Prior to the beginning of the war, William Seale, Sr. served as a justice on the
Cumberland County court. After the Revolution, when Moore County was cut off from
Cumberland in 1784, William Sr. was elected as Moore County's first representative
to the North Carolina General Assembly. He also served as one of the first justices
on the Moore County court. The North Carolina records I have studied do not give any
hint of the activities of Captain Seale's company during the war.

** Charles Seale - the son of William Seale, Sr., he served in Captain William Seale's
company from Cumberland County. After the war, he lived in Moore County until the early 1790s,
when he moved to Tennessee. He married Isabella and died in 1818.

** John Seale - the son of William Seale, Sr., he served in Captain William Seale's
company from Cumberland County. He moved to Kershaw Dist SC by 1796, but I have no record
of him after that.

** Anthony Seale - this man served in Captain William Seale's company from Cumberland
County. Captain William Seale, Sr. also had a son named 'Anthony' who died in Kershaw Dist
SC in 1799, and I believe Captain Seale's son is the Anthony Seale who served in Captain
Seale's company. Captain Seale did have a brother (Anthony Seale, III) and two nephews
(sons of his brothers Anthony and Charles) named 'Anthony', which complicates making a
precise identification of the soldier Anthony Seale. However, Captain William Seale's
brother and one nephew resided in Prince William County VA during the bulk of the Revolution,
and the other nephew (the son of Charles) in South Carolina. Thus, all indications point
towards this soldier being the son of Captain William Seale. At Anthony's death in 1799, he
had no wife or children, and left all his property to his brother Charles.

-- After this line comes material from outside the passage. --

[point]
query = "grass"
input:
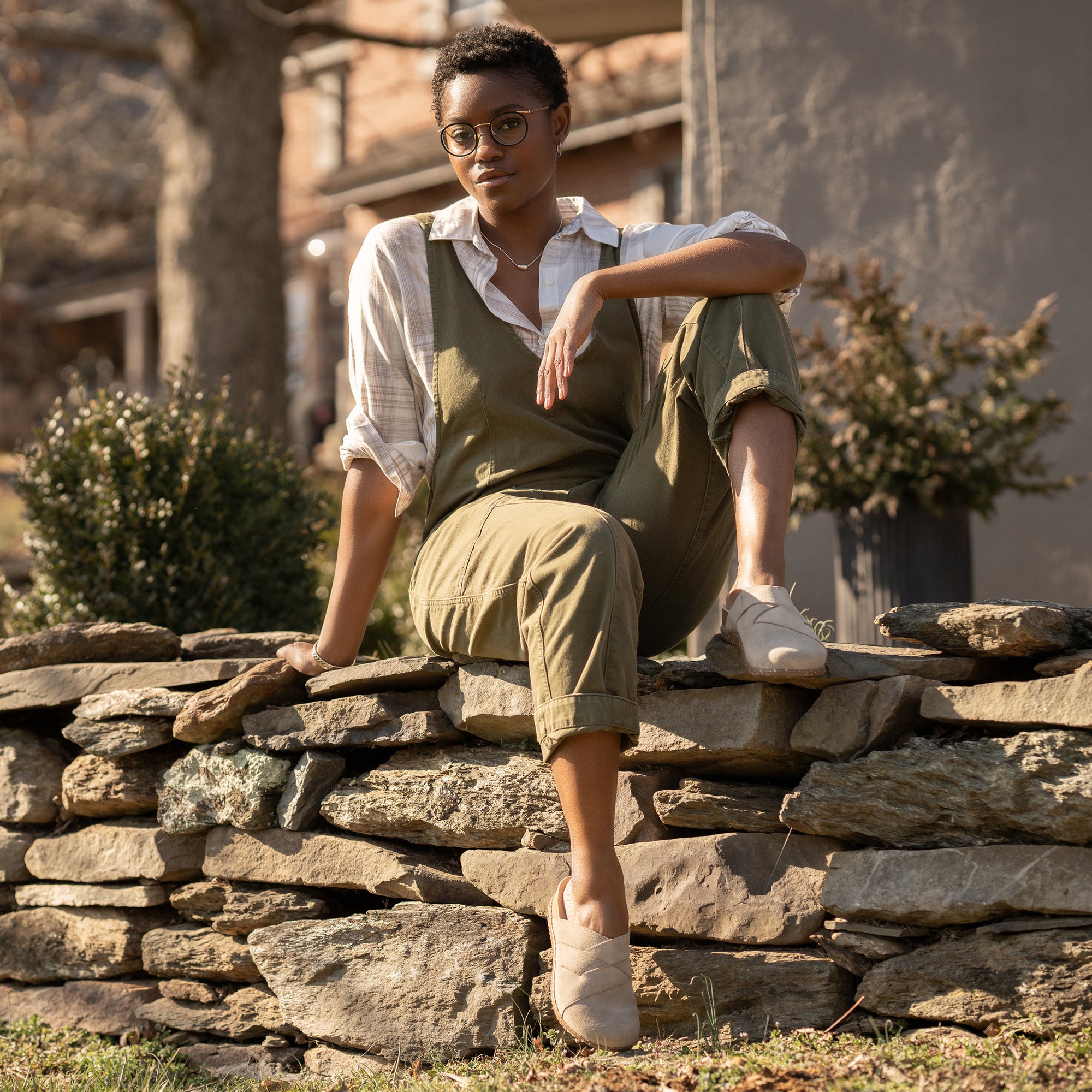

** Thomas Seale - this person also served in the unit from Cumberland County. Captain Seale
had a brother and two nephews by this name who were of military age during the
Revolution. One nephew (the son of Charles & Lydia Muse Seale) apparently lived in
South Carolina after 1770, and probably performed his military service (if any) there.
However, Captain Seale's brother and other nephew (Thomas Seale, Sr. and his son Thomas Jr.)
resided in Cumberland County through the year 1782. I believe that the soldier Thomas Seale
was either Captain Seale's brother or nephew, but I have no idea how to make a conclusive
judgment on this.

** William Seale - the records do not distinguish whether this was a second man
by this name who served or the same as Captain William Seale. However, it appears
to be a second man, presumably Captain Seale's son, William Seale, Jr.

** H. Seals - I cannot identify this person, but they were paid some 47 pounds for
their service. There was a Hannah Seal listed in Halifax County (a hotbed of patriot
sentiment and the NC provisional government capital beginning in 1776) in 1790, and often
the widows or mothers of deceased soldiers received payments in these records. On the
other hand, Henry Seales lived in Rockingham county in 1790, so he could have been this person.